La difficile sfida della modernità

Egidio Sterpa

La regola vorrebbe che mentre si vota gli opinionisti facciano silenzio. Mica vero, però, perché ieri, per esempio, i giornali erano pieni di commenti e inviti a votare da una parte o dall’altra. Noi cercheremo di rispettarla la regola, riservandoci di dire la nostra a risultati usciti dalle urne. Proveremo invece a fare qualche considerazione molto liberale sul dopo voto.
Una cosa a noi appare certa: chiunque vinca, l’Italia entrerà in un capitolo nuovo della sua storia. Non sarà un’altra Italia, come retoricamente dice qualcuno, ma sicuramente ognuno di noi, che stia a destra o a sinistra, avvertirà fortemente l’impegno, quasi l’obbligo, di cominciare a pensare in maniera diversa dal passato. Il problema dei problemi è di costruire il futuro del Paese, quello che riguarda i nostri figli, perché tutto sommato un passato non proprio da buttar via per la nostra generazione c’è stato.
È un compito immane, per il quale non basterà certo una legislatura.
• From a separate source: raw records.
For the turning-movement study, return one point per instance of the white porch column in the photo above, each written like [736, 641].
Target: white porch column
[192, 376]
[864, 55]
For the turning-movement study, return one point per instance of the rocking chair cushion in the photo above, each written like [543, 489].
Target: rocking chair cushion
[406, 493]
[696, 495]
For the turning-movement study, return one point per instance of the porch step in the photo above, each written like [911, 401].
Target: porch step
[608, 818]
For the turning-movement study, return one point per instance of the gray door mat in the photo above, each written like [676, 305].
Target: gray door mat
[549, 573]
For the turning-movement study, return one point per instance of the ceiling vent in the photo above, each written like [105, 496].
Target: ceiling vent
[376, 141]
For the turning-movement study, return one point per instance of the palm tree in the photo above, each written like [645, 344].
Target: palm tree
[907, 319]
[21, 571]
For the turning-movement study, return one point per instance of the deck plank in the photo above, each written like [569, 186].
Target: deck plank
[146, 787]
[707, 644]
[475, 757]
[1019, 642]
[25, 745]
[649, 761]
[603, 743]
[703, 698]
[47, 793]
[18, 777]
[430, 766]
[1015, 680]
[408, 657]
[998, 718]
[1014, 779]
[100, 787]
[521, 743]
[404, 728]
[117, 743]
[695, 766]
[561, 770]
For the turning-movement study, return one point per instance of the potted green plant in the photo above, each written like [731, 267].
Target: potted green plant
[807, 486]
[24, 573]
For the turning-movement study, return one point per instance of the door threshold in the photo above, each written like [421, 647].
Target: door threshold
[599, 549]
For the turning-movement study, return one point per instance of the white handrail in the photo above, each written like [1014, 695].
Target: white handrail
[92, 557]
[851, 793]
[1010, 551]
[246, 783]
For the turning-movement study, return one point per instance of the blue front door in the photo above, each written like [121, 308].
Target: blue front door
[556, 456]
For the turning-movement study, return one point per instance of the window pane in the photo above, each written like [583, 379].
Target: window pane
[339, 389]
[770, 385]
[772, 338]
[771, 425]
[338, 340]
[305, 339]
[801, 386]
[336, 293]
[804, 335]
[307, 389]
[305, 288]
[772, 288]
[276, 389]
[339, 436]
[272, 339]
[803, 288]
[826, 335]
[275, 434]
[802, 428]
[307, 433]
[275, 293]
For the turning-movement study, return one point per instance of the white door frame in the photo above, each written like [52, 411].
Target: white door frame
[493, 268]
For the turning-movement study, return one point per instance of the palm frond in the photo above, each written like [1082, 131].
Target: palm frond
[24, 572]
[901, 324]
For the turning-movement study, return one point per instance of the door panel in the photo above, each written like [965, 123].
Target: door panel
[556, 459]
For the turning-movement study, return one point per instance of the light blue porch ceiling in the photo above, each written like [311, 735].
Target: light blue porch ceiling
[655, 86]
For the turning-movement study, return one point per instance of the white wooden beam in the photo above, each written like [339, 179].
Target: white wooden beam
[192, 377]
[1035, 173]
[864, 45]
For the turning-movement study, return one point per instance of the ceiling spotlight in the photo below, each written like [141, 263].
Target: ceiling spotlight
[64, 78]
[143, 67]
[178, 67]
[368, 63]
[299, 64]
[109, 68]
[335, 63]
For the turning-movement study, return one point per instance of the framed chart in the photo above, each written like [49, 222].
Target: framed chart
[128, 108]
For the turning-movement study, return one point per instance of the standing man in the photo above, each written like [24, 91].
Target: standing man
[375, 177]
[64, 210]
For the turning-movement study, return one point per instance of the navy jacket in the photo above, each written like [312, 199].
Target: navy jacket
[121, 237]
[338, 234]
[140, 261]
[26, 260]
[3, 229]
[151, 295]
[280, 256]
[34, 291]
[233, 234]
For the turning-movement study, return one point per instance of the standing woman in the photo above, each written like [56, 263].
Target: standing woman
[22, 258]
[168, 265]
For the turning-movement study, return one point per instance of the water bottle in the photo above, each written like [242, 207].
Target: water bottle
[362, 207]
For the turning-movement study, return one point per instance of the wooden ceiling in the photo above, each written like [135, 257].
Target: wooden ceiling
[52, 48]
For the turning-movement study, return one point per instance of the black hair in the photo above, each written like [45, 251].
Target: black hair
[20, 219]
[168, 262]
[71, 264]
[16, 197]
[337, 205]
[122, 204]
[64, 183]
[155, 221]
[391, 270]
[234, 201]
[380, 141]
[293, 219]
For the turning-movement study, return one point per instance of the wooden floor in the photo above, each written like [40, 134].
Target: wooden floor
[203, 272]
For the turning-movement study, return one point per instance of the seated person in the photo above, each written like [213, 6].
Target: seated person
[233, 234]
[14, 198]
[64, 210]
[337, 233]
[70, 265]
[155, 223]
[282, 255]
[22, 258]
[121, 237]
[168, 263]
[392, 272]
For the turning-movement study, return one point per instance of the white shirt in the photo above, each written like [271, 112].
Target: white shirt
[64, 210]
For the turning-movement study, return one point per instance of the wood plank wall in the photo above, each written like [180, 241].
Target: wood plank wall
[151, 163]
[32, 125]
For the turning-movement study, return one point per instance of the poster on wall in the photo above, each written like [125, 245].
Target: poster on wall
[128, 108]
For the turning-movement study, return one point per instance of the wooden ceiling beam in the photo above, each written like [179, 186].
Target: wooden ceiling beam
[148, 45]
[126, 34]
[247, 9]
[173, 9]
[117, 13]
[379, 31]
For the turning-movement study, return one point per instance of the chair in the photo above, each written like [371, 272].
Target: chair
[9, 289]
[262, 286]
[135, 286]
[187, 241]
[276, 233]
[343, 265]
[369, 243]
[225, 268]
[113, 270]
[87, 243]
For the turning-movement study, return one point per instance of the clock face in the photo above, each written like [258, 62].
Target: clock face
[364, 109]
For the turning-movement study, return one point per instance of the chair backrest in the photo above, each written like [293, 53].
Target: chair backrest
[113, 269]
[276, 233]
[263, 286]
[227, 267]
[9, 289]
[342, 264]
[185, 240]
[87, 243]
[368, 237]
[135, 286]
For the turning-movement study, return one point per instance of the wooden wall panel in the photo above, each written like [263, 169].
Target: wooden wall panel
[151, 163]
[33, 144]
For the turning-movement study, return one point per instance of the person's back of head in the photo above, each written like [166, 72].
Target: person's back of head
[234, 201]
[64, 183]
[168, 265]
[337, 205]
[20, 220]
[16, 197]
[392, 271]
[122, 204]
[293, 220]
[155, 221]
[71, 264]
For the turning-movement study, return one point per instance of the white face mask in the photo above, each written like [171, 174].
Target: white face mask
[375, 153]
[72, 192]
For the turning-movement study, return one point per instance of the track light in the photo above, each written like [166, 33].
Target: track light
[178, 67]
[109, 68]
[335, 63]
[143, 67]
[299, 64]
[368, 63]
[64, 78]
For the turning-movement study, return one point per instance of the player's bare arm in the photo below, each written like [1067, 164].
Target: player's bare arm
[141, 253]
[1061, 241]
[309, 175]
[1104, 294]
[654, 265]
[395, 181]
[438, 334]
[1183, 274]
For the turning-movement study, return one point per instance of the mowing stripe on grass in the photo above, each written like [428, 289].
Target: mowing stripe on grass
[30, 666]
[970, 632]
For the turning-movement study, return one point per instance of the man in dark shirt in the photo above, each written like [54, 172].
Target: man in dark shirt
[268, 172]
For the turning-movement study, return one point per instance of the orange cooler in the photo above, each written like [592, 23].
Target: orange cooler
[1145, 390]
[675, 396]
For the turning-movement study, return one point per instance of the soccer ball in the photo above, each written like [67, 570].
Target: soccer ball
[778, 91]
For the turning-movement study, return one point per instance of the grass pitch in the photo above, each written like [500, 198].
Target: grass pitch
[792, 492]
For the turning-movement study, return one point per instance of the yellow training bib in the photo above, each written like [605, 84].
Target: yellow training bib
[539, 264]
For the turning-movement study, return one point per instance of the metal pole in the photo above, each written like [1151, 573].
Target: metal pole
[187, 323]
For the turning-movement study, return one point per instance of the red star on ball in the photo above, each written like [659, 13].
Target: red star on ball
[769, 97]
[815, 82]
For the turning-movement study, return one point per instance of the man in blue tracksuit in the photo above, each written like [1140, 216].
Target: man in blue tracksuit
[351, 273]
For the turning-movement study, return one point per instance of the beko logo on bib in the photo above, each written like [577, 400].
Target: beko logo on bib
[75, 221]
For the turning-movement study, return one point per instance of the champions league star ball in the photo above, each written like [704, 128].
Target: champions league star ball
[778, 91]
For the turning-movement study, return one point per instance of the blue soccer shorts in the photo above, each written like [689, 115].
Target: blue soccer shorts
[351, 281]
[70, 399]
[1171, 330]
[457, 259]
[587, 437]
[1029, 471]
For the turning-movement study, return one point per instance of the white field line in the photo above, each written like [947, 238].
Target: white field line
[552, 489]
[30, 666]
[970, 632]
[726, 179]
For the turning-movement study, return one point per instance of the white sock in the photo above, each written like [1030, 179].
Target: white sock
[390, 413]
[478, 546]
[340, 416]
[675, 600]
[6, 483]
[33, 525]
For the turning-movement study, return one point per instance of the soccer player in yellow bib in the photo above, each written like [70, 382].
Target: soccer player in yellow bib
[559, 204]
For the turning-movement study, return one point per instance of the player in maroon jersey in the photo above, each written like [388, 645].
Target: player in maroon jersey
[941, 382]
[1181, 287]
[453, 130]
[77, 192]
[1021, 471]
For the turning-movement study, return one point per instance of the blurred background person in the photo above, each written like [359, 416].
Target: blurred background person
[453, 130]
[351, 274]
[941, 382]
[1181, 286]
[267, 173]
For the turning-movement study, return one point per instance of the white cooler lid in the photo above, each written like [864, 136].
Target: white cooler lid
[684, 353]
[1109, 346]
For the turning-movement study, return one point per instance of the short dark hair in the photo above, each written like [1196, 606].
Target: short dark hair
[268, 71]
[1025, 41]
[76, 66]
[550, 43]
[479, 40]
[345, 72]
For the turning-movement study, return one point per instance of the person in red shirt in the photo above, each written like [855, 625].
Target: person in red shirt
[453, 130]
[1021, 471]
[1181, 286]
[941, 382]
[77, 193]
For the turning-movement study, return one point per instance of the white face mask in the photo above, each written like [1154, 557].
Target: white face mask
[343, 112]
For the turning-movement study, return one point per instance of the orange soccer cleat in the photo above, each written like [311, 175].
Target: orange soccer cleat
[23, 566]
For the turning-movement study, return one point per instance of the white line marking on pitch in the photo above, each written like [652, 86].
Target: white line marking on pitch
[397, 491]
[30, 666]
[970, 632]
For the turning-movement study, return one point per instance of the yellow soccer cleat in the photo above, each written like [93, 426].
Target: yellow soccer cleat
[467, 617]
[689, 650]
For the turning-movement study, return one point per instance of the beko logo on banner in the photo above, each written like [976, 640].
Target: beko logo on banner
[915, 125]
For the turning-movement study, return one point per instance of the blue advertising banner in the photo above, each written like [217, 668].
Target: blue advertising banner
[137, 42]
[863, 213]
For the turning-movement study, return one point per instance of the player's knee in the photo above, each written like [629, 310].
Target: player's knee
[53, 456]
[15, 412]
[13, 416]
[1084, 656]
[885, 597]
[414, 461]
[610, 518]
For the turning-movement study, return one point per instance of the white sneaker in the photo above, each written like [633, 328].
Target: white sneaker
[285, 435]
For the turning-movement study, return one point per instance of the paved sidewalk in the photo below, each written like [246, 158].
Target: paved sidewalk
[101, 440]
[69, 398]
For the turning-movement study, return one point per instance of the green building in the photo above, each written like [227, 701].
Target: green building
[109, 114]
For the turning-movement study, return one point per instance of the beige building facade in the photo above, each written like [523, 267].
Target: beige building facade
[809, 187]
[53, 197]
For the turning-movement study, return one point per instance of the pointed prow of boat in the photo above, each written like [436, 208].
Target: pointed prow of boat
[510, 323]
Si tratta di staccare definitivamente il Paese dal passato, bello o brutto che sia stato, di portarlo nella modernità. Non sarà facile, naturalmente, perché vi si opporranno odi, rancori, pregiudizi, che vengono dalla nostra storia recente ma anche dall’antica Italia delle fazioni, quelle che spesso hanno oscurato le nostre coscienze e sono da sempre, da secoli, la nostra dannazione.
Giustino Fortunato, il grande meridionalista, in un suo discorso alla Camera nel 1896 disse: «L’Italia è tuttora un Paese in cui due civiltà continuano a coesistere in un sol corpo di nazione». Sta proprio qui la causa di tanti nostri ritardi. Nei secoli dal dodicesimo al sedicesimo fummo straordinariamente in anticipo su tutti gli altri Paesi europei: nella penisola si creò una grande civiltà urbana, dalla quale fiorirono attività economiche, finanziarie, manifatturiere, commerciali, che diedero vita tra l’altro ad una ricca e potente attività nel campo delle comunicazioni marittime. Fummo titolari di un primato economico e politico-sociale, oltre che culturale, come non esisteva nel resto del continente. Perdemmo quel primato perché non fummo capaci di far nascere una struttura statuale nazionale, quella che invece si costituì in altri Paesi europei, che infatti poi divennero protagonisti assoluti della storia moderna. Il divario portò all’interruzione di quel modello di sviluppo che nei «secoli d’oro», come Montanelli li definisce, produsse il periodo più splendido del secondo millennio.
La storia, insomma, dovrebbe insegnarci qualcosa. Abbiamo avuto una campagna elettorale quasi da guerra civile. Francesco Alberoni, in una bellissima nota nella sua rubrica «Luci e ombre» su Panorama fa risalire questa «guerra civile» all’inizio degli anni Novanta, quando accanimenti politici e giudiziari hanno procurato la distruzione di una intera classe dirigente e la scomparsa di partiti storici. Ne è venuta la cosiddetta Seconda Repubblica, che in realtà è stata una transizione politica fatta di tensioni, divisioni, rovinose spaccature, una «guerra civile», appunto che ha disastrato anche le istituzioni.
Ora non si tratta di costruire una Terza Repubblica, come si ipotizza da alcuni, ma ritrovare, questo sì, i valori di una «res publica» senza colori di parte, che appartenga a tutti. In democrazia non esiste l’unanimità, lo sappiamo, ma il problema è di far sì che emerga una sensibilità generale per le esigenze della comunità, che è mancata in questi ultimi anni. Se non temessimo di cadere nella retorica, potremmo dire che l’Italia ha bisogno di un nuovo Risorgimento, culturale e morale soprattutto. Solo così può venire una politica moderna e civile, di cui l’opinione pubblica avverte fortemente l’urgenza.
Ripetiamolo: una fase politica è finita con queste elezioni.

Chiunque vinca, gli tocca il compito storico di attuare cambiamenti profondi che facciano diventare preistoria il passato. Si tratta di interpretare il desiderio di rinnovamento che nella base popolare c’è sia a destra che a sinistra, soprattutto nel mondo giovanile. Se non ne saremo capaci, allora sì davvero verrà il declino.